Didnt say it never happens, merely that it does so rarely enough to be foolish to rely on it to do so for you. For any one case you can cite of 9mm performing fatally, im quiet sure a 10000 more folks can counter with the opposite. 
Again, there's a lot of valid reasons why the Feds, all but perhaps 3 or 4 law-enforcement agencies in the U.S., and the military have dropped the 9mm cold. 
In the LEO end of things, most opted for the .40, and If you ask most of em- they'll tell you flat-out they want the .45, because the .40 is barely an improvement over the 9 most of the time. (and no, i dont mean run of the mill officers, i mean officers that have had to use the round in action. ) 

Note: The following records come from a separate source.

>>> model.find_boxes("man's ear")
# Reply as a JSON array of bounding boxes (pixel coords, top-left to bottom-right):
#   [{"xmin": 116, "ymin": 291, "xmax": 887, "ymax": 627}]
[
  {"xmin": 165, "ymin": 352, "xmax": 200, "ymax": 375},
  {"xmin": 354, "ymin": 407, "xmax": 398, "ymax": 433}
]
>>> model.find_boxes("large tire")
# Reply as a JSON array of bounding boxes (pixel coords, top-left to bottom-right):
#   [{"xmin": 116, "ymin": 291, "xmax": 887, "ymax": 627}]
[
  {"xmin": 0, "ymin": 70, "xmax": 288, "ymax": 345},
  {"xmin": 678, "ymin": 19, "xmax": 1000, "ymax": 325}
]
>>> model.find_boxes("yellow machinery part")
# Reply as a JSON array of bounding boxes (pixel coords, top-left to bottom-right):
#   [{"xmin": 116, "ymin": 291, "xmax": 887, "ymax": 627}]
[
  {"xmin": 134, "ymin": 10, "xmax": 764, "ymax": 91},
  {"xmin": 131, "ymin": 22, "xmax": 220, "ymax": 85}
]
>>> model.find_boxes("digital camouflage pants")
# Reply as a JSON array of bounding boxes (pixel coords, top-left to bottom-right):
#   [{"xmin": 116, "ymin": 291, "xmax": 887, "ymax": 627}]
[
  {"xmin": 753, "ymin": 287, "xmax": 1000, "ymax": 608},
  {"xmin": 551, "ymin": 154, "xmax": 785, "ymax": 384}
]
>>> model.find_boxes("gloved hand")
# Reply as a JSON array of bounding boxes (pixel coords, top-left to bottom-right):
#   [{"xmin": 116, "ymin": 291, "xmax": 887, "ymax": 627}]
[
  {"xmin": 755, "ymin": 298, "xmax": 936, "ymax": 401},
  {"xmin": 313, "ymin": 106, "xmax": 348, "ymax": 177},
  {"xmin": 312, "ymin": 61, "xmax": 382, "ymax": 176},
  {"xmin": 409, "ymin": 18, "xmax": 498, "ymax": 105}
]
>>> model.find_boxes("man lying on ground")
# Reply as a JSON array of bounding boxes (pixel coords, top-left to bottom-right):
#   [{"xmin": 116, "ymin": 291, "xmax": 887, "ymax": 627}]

The military has already laid out the specs /minimal requirements for the next service pistol- even though the program was killed for politics/financial reasons. But the spec remains- .45 acp. nothing less. Why, would they return to that old round after 20+ yrs of 9mm NATO? 
Ask em.


----------



## EliWolfe

j4l said:


> Didnt say it never happens, merely that it does so rarely enough to be foolish to rely on it to do so for you. For any one case you can cite of 9mm performing fatally, im quiet sure a 10000 more folks can counter with the opposite.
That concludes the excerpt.